Miguel tuvo dificultades con el idioma inglés. Mientras se desempeñaba en Clase A dormía en un sótano con su compañero de cuarto Adrián González, extrañaba irse junto a los amigos del barrio la Pedrera, en Maracay, a cazar iguanas al río. Habría podido ser voleibolista. Como atacador central llegó a participar en un torneo juvenil con la selección nacional y su entrenadora le consiguió una beca para que se desarrollara en Suiza.

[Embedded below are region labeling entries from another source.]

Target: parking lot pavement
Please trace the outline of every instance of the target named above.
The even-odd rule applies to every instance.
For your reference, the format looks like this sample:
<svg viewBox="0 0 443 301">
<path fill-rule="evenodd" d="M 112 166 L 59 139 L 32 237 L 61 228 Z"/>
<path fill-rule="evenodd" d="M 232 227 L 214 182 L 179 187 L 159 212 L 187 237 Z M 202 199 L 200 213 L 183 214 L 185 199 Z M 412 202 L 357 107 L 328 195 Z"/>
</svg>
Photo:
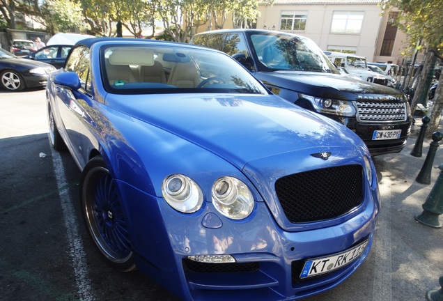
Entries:
<svg viewBox="0 0 443 301">
<path fill-rule="evenodd" d="M 64 184 L 60 170 L 54 170 L 45 104 L 42 90 L 0 91 L 0 300 L 174 300 L 141 273 L 119 273 L 100 260 L 79 222 L 80 173 L 68 153 L 60 153 Z M 443 229 L 417 223 L 414 217 L 423 211 L 438 177 L 443 146 L 435 154 L 430 184 L 417 183 L 431 140 L 425 139 L 421 157 L 410 155 L 419 120 L 414 130 L 401 153 L 373 158 L 381 210 L 366 261 L 339 286 L 306 301 L 424 300 L 428 290 L 438 288 Z M 74 207 L 68 215 L 79 222 L 75 238 L 66 229 L 68 201 Z M 85 253 L 79 258 L 72 256 L 79 242 Z M 84 265 L 79 268 L 79 261 Z"/>
</svg>

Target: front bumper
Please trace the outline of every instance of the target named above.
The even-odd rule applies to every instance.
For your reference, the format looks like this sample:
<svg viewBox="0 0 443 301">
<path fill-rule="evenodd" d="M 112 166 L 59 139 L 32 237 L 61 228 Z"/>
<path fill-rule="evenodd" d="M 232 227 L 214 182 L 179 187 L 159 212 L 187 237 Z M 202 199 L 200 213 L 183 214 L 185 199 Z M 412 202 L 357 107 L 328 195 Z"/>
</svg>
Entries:
<svg viewBox="0 0 443 301">
<path fill-rule="evenodd" d="M 406 145 L 410 134 L 412 118 L 398 123 L 375 124 L 359 122 L 355 118 L 342 118 L 328 115 L 328 117 L 346 125 L 357 134 L 368 146 L 372 156 L 400 153 Z M 401 130 L 400 138 L 387 140 L 373 140 L 375 130 Z"/>
<path fill-rule="evenodd" d="M 138 268 L 182 300 L 288 300 L 331 288 L 368 255 L 377 215 L 377 190 L 368 193 L 359 213 L 332 226 L 283 231 L 264 202 L 253 214 L 233 221 L 212 203 L 193 214 L 173 210 L 162 198 L 120 183 Z M 329 274 L 300 280 L 305 259 L 369 242 L 360 258 Z M 188 256 L 231 254 L 235 263 L 191 261 Z M 302 266 L 302 268 L 300 268 Z"/>
</svg>

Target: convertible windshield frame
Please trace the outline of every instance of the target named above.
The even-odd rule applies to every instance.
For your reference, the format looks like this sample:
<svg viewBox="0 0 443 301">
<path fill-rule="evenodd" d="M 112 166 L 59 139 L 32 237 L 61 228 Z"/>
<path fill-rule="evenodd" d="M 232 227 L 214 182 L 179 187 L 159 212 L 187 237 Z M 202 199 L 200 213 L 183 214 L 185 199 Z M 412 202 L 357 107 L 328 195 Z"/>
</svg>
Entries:
<svg viewBox="0 0 443 301">
<path fill-rule="evenodd" d="M 269 94 L 236 61 L 212 49 L 118 44 L 99 53 L 102 82 L 114 94 Z"/>
</svg>

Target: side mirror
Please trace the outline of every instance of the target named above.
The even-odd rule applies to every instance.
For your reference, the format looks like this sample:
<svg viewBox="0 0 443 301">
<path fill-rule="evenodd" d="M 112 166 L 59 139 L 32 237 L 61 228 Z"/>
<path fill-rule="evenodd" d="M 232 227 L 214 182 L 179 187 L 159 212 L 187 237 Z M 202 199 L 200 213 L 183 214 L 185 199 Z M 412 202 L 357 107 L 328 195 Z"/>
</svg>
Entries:
<svg viewBox="0 0 443 301">
<path fill-rule="evenodd" d="M 80 88 L 80 79 L 77 73 L 72 72 L 61 72 L 54 77 L 54 83 L 71 91 Z"/>
</svg>

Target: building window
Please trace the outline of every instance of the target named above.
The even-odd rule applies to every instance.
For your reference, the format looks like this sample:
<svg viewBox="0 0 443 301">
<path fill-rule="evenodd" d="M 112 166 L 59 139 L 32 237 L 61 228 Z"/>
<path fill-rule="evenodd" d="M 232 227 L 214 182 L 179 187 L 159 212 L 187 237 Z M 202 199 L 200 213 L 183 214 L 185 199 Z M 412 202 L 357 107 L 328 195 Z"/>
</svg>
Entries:
<svg viewBox="0 0 443 301">
<path fill-rule="evenodd" d="M 334 11 L 331 24 L 331 32 L 359 33 L 364 15 L 364 12 Z"/>
<path fill-rule="evenodd" d="M 282 11 L 280 30 L 304 31 L 307 17 L 306 12 Z"/>
<path fill-rule="evenodd" d="M 384 36 L 383 37 L 383 42 L 382 43 L 382 47 L 380 51 L 380 56 L 391 56 L 392 55 L 394 43 L 396 41 L 396 36 L 397 36 L 397 26 L 395 24 L 395 20 L 397 19 L 398 16 L 398 12 L 389 13 L 388 22 L 386 25 L 386 30 L 384 31 Z"/>
<path fill-rule="evenodd" d="M 350 54 L 357 53 L 357 47 L 348 47 L 348 46 L 328 45 L 327 50 L 333 52 L 342 52 L 342 53 L 350 53 Z"/>
</svg>

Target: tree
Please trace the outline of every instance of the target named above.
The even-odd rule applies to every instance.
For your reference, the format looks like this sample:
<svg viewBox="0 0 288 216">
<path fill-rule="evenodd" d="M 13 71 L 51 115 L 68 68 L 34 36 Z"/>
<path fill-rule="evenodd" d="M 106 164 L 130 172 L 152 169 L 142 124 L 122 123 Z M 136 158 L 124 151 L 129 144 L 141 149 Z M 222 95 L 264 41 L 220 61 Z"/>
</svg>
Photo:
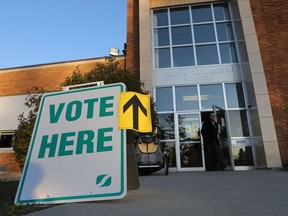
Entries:
<svg viewBox="0 0 288 216">
<path fill-rule="evenodd" d="M 76 67 L 76 69 L 72 72 L 72 75 L 70 77 L 66 77 L 61 86 L 70 86 L 96 81 L 104 81 L 105 84 L 123 82 L 129 91 L 149 94 L 148 91 L 144 90 L 144 84 L 140 82 L 140 80 L 137 79 L 135 75 L 129 73 L 125 69 L 122 69 L 119 66 L 119 62 L 115 61 L 114 57 L 105 58 L 105 63 L 97 63 L 93 70 L 85 74 L 82 74 L 81 69 Z M 30 110 L 28 116 L 25 117 L 24 113 L 22 113 L 18 117 L 19 125 L 18 130 L 15 132 L 12 147 L 15 151 L 16 161 L 19 163 L 21 169 L 24 167 L 36 117 L 38 114 L 38 108 L 42 95 L 45 92 L 47 91 L 45 91 L 43 88 L 35 87 L 31 89 L 26 97 L 25 102 L 25 105 Z M 152 127 L 155 129 L 158 125 L 158 118 L 154 100 L 152 97 L 150 98 Z"/>
<path fill-rule="evenodd" d="M 21 170 L 24 167 L 36 117 L 38 114 L 38 108 L 44 92 L 47 91 L 45 91 L 43 88 L 32 88 L 28 92 L 24 103 L 25 106 L 28 107 L 29 113 L 27 117 L 24 116 L 24 112 L 18 116 L 19 125 L 14 134 L 12 147 L 15 152 L 15 159 L 18 162 Z"/>
</svg>

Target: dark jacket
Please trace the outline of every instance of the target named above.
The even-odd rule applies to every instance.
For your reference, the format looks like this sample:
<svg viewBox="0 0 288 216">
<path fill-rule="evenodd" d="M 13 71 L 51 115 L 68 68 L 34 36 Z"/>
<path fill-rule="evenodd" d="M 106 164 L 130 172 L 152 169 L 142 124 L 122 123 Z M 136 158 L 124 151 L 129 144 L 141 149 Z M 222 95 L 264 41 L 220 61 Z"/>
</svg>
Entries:
<svg viewBox="0 0 288 216">
<path fill-rule="evenodd" d="M 218 145 L 220 145 L 218 139 L 218 129 L 219 129 L 218 127 L 219 126 L 217 123 L 213 125 L 210 120 L 203 123 L 201 134 L 205 144 L 212 145 L 213 142 L 216 142 Z"/>
</svg>

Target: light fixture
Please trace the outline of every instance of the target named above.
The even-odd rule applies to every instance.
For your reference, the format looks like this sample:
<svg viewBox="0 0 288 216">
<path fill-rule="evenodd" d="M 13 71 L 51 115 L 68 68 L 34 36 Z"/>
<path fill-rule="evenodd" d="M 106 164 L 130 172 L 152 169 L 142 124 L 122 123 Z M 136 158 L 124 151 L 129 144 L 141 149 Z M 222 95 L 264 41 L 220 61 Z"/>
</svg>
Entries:
<svg viewBox="0 0 288 216">
<path fill-rule="evenodd" d="M 111 56 L 118 56 L 119 55 L 119 49 L 117 48 L 110 48 L 110 51 L 109 51 L 109 55 Z"/>
</svg>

En el Liceo Andrés Bello, donde pasaba el bachillerato en Venezuela, nadie sabía que jugaba pelota, y menos que era el mejor.
Quizá pensó en todo eso cuando el 20 de junio de 2003 lo pusieron por primera vez en el jardín izquierdo de los Marlins y falló en sus primeros cuatro turnos al bate. Pero el partido se fue a extra innings y el Miguel de 20 años dio un jonrón para dejar al campo a los rivales. Walk-off como primer jit en la gran carpa.
Entre las agujas de las aguas de Miami, emergía el tigre. Así, hasta que en los llanos congelados de Detroit le cupieron tres coronas en la cabeza. Y mordió fuerte para entrar en el club de 3 mil imparables y 500 vuelacercas, en el que solo irrumpieron otros 7 jugadores antes que él.
En los Clásicos porta todas las coronas ofensivas de Venezuela, menos la de average (en poder de José López), y en ninguna cita faltó su garra para desbordar los límites de algún estadio. Solo el cubano Alfredo Despaigne (7 contra 6) lo supera en cantidad de cuadrangulares.
Debutó en el primer Clásico, cuando todavía jugaba tercera base, tenía más protagonismo en el equipo y casi 60 libras menos. Además, tenía menos dolores en la espalda, menos en el pie derecho, menos espolones. Menos. Todo menos renunciar a competir con Venezuela mientras aun sea el Tigre que blande su bate, el pedazo de madera en el que se hizo una la fuerza del béisbol, o de Miguel Cabrera.